Il aurait lié des partenariats avec Bill Gates aujourd’hui, par exemple, sur certains projets, comme nous le faisons aujourd’hui en Afrique avec lui sur les semences. […]
Mais également que :
[…] Nous sommes aux côtes de Bill Gates dans ce domaine. Un projet qui permet aux agriculteurs locaux de cultiver pour eux, mais également d’exporter. La semence devenant pour eux une valeur économique.
Parmi les projets dont il parle, on retrouve l’AGRA (Alliance for a Green Revolution in Africa — Alliance pour une révolution verte en Afrique), un nouveau programme mis en place par la fondation Gates & la fondation Rockefeller, entre autres.
Pour en savoir plus sur cette « nouvelle révolution verte », et ses conséquences désastreuses, il faut lire cet article assez complet, dont voici des extraits :
L’AGRA déclare que son principal objectif est d’aider l’Afrique à accroître sa productivité pour un certain nombre de plantes alimentaires majeures, tout comme cela avait été envisagé par les programmes initiaux de la révolution verte.[3] Et une fois de pus, cela est censé se faire via la sélection végétale de type occidental dans les instituts nationaux de recherche agricole.

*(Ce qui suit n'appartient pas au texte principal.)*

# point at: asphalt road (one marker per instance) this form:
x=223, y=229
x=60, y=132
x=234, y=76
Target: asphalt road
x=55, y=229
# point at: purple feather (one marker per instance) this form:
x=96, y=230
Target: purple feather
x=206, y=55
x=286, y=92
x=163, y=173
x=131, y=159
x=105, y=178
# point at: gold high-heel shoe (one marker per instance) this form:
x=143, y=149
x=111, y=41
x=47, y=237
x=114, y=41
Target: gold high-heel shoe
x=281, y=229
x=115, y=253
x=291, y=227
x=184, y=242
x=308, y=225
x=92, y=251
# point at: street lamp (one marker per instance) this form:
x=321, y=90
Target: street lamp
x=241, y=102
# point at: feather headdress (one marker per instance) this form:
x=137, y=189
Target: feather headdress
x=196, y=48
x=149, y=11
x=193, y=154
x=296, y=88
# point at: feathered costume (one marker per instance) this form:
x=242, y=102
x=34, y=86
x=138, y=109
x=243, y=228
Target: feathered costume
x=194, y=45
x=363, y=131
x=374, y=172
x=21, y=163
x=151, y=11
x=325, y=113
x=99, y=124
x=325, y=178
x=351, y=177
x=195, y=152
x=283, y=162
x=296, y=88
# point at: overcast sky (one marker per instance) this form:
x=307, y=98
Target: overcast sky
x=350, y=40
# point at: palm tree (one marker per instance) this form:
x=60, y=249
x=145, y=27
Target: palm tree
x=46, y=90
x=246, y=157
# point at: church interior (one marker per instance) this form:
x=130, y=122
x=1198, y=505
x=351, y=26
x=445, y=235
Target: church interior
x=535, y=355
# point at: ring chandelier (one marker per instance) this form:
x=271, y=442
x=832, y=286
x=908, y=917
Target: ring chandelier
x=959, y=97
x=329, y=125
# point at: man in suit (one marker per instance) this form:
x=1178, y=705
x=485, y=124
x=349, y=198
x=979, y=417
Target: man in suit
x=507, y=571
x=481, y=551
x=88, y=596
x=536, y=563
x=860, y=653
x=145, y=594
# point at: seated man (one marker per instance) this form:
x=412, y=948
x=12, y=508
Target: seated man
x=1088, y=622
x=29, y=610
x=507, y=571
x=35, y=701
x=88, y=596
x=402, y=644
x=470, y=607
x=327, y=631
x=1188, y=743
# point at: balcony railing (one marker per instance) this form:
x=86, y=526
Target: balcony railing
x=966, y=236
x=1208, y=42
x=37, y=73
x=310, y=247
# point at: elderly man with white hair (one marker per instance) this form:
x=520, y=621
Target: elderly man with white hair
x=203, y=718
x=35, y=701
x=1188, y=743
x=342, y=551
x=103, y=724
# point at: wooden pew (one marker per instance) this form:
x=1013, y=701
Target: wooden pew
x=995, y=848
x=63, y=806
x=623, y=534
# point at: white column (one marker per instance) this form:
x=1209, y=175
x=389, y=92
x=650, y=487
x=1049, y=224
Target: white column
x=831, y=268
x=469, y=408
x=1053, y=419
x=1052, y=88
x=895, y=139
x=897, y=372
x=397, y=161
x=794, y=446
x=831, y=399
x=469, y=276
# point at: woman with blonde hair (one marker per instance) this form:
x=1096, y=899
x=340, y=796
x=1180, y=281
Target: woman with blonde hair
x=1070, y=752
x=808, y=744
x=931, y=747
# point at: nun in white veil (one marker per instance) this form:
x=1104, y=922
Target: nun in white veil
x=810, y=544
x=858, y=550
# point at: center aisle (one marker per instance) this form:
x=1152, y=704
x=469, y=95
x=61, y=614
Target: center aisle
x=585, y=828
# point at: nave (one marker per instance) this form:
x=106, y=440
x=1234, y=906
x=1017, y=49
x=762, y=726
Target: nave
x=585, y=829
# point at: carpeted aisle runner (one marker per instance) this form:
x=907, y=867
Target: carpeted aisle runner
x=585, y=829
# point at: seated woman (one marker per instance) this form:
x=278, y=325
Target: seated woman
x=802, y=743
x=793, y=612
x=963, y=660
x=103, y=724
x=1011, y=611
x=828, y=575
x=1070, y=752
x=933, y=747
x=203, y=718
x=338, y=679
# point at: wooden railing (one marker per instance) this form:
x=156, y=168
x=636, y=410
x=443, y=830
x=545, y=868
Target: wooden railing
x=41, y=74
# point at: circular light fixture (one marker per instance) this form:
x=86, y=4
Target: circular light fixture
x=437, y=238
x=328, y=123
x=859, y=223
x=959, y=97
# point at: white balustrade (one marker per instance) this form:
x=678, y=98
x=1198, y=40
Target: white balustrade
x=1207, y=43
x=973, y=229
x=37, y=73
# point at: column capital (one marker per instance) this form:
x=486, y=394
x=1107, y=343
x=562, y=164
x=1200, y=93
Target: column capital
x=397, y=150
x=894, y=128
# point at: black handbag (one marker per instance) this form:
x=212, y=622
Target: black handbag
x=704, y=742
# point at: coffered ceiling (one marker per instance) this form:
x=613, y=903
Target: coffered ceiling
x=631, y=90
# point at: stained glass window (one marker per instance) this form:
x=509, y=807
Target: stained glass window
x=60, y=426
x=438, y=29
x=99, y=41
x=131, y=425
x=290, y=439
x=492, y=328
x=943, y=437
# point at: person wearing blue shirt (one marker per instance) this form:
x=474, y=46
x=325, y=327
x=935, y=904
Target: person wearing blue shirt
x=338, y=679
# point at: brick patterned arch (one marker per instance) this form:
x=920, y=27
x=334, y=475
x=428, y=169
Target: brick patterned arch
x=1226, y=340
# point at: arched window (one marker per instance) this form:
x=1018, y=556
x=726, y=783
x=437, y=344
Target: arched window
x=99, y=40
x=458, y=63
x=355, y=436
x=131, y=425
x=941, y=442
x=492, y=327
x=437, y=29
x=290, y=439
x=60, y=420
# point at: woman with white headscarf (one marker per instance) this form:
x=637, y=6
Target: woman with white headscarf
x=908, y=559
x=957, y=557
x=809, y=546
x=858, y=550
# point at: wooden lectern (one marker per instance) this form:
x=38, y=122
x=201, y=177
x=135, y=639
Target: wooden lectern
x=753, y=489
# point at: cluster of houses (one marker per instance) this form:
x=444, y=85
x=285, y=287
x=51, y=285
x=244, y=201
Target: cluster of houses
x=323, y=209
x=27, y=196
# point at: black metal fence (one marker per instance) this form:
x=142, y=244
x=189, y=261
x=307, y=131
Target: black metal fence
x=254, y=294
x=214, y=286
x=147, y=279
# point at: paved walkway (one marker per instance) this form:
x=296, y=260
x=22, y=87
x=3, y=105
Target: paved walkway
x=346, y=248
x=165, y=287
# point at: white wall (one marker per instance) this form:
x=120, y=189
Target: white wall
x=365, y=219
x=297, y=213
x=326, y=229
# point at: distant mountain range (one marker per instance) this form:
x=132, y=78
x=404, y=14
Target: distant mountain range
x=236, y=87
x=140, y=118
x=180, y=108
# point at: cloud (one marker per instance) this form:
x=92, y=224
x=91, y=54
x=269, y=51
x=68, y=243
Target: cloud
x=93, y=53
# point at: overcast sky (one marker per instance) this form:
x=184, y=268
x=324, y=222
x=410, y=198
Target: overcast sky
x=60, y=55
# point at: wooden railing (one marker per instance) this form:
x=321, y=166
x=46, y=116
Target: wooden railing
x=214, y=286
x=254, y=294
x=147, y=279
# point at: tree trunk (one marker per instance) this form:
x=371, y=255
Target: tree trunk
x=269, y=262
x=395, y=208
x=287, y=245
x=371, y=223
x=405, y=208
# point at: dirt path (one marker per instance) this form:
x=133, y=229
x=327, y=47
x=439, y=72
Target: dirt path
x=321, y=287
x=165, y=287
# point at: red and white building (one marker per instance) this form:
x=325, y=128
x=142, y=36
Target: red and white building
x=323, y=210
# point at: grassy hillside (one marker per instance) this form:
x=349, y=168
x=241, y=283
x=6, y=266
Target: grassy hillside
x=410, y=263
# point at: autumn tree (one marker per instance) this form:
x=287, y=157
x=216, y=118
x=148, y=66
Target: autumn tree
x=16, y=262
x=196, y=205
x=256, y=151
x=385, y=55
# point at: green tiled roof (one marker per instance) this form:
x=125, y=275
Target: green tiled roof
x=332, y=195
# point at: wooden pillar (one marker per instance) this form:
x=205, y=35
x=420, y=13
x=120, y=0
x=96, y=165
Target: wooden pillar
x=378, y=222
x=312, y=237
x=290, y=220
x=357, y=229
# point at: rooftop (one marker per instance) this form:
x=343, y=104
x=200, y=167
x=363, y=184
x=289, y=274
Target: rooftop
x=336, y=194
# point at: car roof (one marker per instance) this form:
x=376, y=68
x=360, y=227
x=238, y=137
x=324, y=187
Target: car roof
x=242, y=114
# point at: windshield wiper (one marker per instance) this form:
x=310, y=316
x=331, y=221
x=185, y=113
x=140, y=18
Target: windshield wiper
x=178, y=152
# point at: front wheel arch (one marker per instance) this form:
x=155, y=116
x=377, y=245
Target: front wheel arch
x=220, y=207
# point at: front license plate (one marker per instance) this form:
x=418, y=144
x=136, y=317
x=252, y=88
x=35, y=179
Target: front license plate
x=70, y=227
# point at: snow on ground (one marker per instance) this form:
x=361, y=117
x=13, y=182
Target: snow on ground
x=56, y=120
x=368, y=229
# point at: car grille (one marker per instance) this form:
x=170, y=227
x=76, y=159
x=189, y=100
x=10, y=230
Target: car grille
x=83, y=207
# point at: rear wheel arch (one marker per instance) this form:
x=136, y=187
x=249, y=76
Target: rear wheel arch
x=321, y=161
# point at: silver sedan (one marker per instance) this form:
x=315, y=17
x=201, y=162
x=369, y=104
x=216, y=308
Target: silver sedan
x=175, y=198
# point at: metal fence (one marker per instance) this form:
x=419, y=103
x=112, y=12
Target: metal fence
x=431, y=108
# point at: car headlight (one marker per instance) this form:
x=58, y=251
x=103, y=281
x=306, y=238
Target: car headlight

La différence étant que cette fois-ci une nouvelle fournée de sélectionneurs de plantes sera formée en Afrique même, au lieu d’être formée dans les université du Nord, mais l’université de Cornell, la principale institution des premiers programmes de la révolution verte, sera cependant là pour superviser la formation. (…)
L’une des premières étapes de l’AGRA cependant est de créer un réseau de « fournisseurs en agroalimentaire », pour vendre les semences, les pesticides et les engrais. L’AGRA a déjà recruté une ONG étasunienne appelée Citizens’Network for Foreign Affairs (Réseau de citoyens pour les affaires étrangères) pour effectuer ce travail au Kenya, en Tanzanie et au Malawi. Jusqu’à présent, cette ONG a reçu près de 14 millions de dollars de subventions, ce qui en fait de loin le plus gros bénéficiaire des financements de l’AGRA jusqu’à présent. Pour approvisionner les fournisseurs, les donateurs de l’AGRA financent aussi des entreprises privées de semences. La fondation Rockefeller est le principal investisseur dans l’African Agricultural Capital (Capital agricole africain), un fonds d’investissement en capital-risque qui investit dans plusieurs petites entreprises de semences africaines qu’il contrôle en partie et qui sont aussi soutenues par l’AGRA. (…)
Que ce soit l’ancienne ou la nouvelle révolution verte, les premiers perdants sont les agriculteurs, en particulier les petits. L’AGRA cherche à remplacer les semences que les agriculteurs africains ont soigneusement développées pour leurs fermes et leurs cultures, par des variétés adaptées aux monocultures industrielles. Ces semences ouvriront la voie à l’industrialisation des cultures alimentaires africaines, laissant le champ libre à l’introduction et à la domination de l’agrobusiness. (…)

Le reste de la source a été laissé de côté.